Ce que ce poste consomme d'assiette : 62 % du plafond applicable à Villiers-en-Bière pour le lot privatif. Traduit en aide effective, cela donne 19 968 € pris en charge au taux de 80 % (profil bleu) et 11 232 € au taux de 45 % (profil violet), le solde restant à financer.
Structure du parc de Villiers-en-Bière : 89 % de maisons individuelles, soit environ 75 logements sur 85 résidences principales. C'est cette proportion qui détermine, pour la rénovation des parties privatives d'un appartement, le poids réel de l'accord de la copropriété dès qu'une façade ou une gaine est touchée dans les projets déposés.
Calendrier administratif à Villiers-en-Bière : dépôt du dossier, accord préalable, puis travaux — jamais l'inverse. Engager la rénovation des parties privatives d'un appartement avant l'accord fait perdre l'intégralité de l'aide, soit jusqu'à 32 000 €, sans recours possible.
Le rythme local de diagnostic se lit dans les chiffres publics : 341 DPE pour 1 000 résidences principales à Villiers-en-Bière (29 au total). Ce niveau d'activité fixe les délais réels de un artisan RGE habitué aux chantiers en site occupé et donc la date de démarrage possible pour la rénovation des parties privatives d'un appartement.

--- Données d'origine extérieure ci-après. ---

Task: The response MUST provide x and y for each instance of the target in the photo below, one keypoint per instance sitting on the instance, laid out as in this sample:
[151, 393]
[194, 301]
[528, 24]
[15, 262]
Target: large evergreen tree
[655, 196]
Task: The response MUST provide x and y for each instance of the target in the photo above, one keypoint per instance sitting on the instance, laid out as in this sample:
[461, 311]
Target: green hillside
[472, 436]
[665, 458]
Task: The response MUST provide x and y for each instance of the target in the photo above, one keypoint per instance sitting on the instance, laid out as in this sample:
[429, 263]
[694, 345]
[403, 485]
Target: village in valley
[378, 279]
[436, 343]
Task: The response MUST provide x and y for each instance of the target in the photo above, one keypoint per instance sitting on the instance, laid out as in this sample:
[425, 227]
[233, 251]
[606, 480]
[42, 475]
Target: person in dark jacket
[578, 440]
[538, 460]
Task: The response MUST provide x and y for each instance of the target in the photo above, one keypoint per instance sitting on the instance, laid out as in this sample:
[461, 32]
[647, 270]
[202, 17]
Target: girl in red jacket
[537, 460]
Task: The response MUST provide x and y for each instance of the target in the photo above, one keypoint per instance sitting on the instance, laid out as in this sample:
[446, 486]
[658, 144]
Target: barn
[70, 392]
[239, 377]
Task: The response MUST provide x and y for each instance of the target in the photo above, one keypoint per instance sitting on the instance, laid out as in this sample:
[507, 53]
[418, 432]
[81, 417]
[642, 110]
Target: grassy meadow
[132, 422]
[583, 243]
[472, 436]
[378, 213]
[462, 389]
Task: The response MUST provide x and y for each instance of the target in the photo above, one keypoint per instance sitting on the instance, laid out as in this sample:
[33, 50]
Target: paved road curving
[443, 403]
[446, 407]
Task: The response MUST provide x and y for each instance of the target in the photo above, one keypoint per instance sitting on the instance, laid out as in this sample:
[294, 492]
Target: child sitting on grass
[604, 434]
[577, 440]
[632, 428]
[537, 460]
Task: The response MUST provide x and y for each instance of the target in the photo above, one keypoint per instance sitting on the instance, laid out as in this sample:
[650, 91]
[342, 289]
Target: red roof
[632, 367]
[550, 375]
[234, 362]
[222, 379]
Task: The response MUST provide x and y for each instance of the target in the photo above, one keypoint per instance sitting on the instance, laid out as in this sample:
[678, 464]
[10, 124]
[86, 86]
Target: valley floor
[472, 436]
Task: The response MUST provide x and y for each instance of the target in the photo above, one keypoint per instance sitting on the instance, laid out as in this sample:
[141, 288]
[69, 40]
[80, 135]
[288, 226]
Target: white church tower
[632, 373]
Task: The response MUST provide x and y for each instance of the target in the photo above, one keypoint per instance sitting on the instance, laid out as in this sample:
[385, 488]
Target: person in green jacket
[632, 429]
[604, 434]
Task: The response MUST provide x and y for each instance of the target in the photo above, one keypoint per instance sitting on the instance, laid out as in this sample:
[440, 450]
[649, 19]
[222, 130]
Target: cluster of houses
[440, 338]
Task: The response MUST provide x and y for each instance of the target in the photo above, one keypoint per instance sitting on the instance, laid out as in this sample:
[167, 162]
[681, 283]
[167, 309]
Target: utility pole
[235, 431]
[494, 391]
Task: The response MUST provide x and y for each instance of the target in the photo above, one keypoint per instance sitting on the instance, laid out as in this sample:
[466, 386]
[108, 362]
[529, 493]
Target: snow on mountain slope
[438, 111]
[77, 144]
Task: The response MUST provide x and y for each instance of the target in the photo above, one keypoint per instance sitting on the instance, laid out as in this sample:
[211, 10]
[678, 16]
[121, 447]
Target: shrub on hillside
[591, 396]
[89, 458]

Le palier de classes se calcule avant de signer : à Villiers-en-Bière, l'assiette double presque entre le scénario à deux classes (30 000 € HT) et celui à trois (40 000 € HT). Sur un poste de 24 960 € comme le lot privatif, cet écart justifie souvent d'ajouter un lot plutôt que de s'arrêter au minimum.
Ce qu'il reste à payer, mois par mois : sur le cas type à Villiers-en-Bière, 6 000 € après aides, soit de l'ordre de 35 € mensuels sur quinze ans en prêt à taux zéro. L'économie de facture attendue, 1 850 € par an, absorbe une part significative de cette mensualité.